I open the text, which is a voice memo file titled Recording 1. I grab the remote and mute the TV, then press Play.

Muffled voices fill my motel room—arguing—and I realize it’s Rory and Bruce, though I can’t make out their words. Then there’s a knock on a door and Rory’s voice calling, “Come in.”

Danielle’s voice, closer, says, “Sorry to bother you, but I need your signatures on these forms.”

“Of course,” Rory says. “Thank you, Danielle, for handling all of the details with the NTSB. I know how much you loved and respected Mrs. Cook.”

“There’s so much I wish I could have done differently,” Danielle says.

I hear the rustle of papers, then Rory’s voice again. “That should do it.
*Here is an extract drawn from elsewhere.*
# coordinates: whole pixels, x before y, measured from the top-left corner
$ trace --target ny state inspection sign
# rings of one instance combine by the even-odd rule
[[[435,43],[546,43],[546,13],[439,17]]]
Please close the door on your way out.”

Danielle’s voice sounds farther away as she says, “No problem, Mr. Cook. Thank you.” Then an opening and closing door.

I expect the recording to end there, but it doesn’t. Rory’s voice speaks again, a shade colder. “What have you found out?”

Bruce finally speaks. “In 1996,” he says, as if reading from a file, “Charlie Price—or rather, Charlotte, as she prefers to be called now—was arrested for possession with the intent to sell. They couldn’t make it stick, and the charges were dropped.” I hear a page turn. “She moved to Chicago, where she worked as a server. Seemed to stay out of trouble. She still lives there.”

Charlotte? She? Charlie’s a woman?

“Anything else?” Rory asks.

“Not really. No husband, boyfriend, or girlfriend. No kids. Family seems to be either dead or estranged. Nothing we can use as motivation.” Bruce’s voice grows softer. “Nothing we’ve said so far has swayed her. Not money, not threats. She insists on telling the truth.”

Rory’s voice is low and dangerous, sending a chill rippling through me. “And what does she claim to be the truth?”

“That you and Charlie were having an affair behind Maggie’s back. That you were there when Maggie died, and you timed the fire to start after your departure. That you showed up at Charlie’s apartment, frantic and shaking like a leaf.” A pause. When Bruce continues, I can barely hear him. “She doesn’t care about the NDA she signed. She doesn’t care about anything we’ve offered.”

“That’s not acceptable!” Rory yells, and I recoil, as if he were in the room yelling at me. “This will derail everything. You have two days to make this problem disappear.”

I hear Bruce gathering things, collecting papers, the snap of a briefcase latch. “Understood,” he says.

Footsteps, the sound of a door opening and closing. Then silence. I’m about to stop the recording when I hear another knock on the door.

“Enter,” Rory says.

Danielle again. “I’m so sorry to bother you. I think I dropped my phone somewhere. May I come and look?”

A grunt from Rory.

“Here it is. It must have fallen—”

And the recording ends.

I sit on the bed, stunned. There’s so much I wish I could have done differently, Danielle had said, the words spinning a different meaning, now that I know she was saying them to me. Offering an acknowledgement, and perhaps also an apology.